Having to compromise on the career front is really painful, because like you said, we work our arse off to get where we are, and then some T swans in and says, "No, you can't have that, that's not gonna work for you." It's one of those areas where, to the outside world, we still seem 'normal', successful even...v painful.
If you can approach this is a temporary measure, would that help? Like, "I'm going part time for a few months/years to get my health sorted so I can return to this career some day and really kick @rse".
Ultimately your T is right, if you know work in its current form is unsustainable, there's 2 options: bite the bullet and go part time, or do the head in the sand thing and start counting down to the big dramatic breakdown (where you may end up not being able to work at all)...

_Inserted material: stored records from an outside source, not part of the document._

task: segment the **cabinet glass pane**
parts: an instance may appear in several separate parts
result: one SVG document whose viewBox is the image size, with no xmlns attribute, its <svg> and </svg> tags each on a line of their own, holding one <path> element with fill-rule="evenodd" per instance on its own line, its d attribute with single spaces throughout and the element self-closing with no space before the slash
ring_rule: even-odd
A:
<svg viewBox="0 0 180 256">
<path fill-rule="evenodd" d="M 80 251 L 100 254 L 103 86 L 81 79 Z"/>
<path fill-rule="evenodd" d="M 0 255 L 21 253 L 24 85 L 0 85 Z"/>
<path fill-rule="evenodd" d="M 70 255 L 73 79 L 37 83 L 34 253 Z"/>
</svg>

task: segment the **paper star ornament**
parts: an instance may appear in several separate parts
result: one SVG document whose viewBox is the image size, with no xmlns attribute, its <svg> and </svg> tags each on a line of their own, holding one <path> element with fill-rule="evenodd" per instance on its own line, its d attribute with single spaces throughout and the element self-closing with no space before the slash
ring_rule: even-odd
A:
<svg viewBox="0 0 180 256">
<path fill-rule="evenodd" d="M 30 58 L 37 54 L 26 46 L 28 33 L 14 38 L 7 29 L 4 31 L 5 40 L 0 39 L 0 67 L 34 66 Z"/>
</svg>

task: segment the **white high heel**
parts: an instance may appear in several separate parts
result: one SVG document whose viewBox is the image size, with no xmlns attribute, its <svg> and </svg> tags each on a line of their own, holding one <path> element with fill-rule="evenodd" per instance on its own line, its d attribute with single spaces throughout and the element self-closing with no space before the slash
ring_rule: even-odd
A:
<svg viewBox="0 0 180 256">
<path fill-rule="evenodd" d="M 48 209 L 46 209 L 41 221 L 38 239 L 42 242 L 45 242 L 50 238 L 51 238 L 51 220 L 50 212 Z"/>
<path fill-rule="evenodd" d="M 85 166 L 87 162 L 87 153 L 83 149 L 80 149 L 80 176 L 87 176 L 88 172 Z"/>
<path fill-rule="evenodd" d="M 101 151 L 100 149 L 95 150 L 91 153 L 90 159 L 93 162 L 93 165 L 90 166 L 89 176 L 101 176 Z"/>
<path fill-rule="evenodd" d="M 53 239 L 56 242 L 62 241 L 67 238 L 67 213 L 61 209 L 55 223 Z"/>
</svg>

I went part time for ages and my employer was actually really awesome about it. I never said "PTSD", and my doc was good about just putting "Bipolar" on my medical certs, but my employer basically let me pick my own hours week to week. Colleagues got used to me coming and going really quickly and overall, it was really important to me knowing I was taking as much control of protecting my career as possible. That was actually something positive I was doing for my self, my self worth, and my future. Once I stopped judging myself for not being able to sustain the impossible, it was all up a really good experience (I think colleagues tend to pick up on whether you're feeling vulnerable or self-confident about your altered work schedule).
If you don't want to put PTSD on the table, for most of the workplace all they need to know is that you have some other "personal commitments" that will be demanding a bit of your time for a while (most people assume that's a family thing;) ).
This is a positive step you can take to protect your career. Even though it hurts now and there's the whole negative "how much of a failure am I" thing that our heads do, in the long run, this is probably the choice that best protects your career, despite how it feels right now.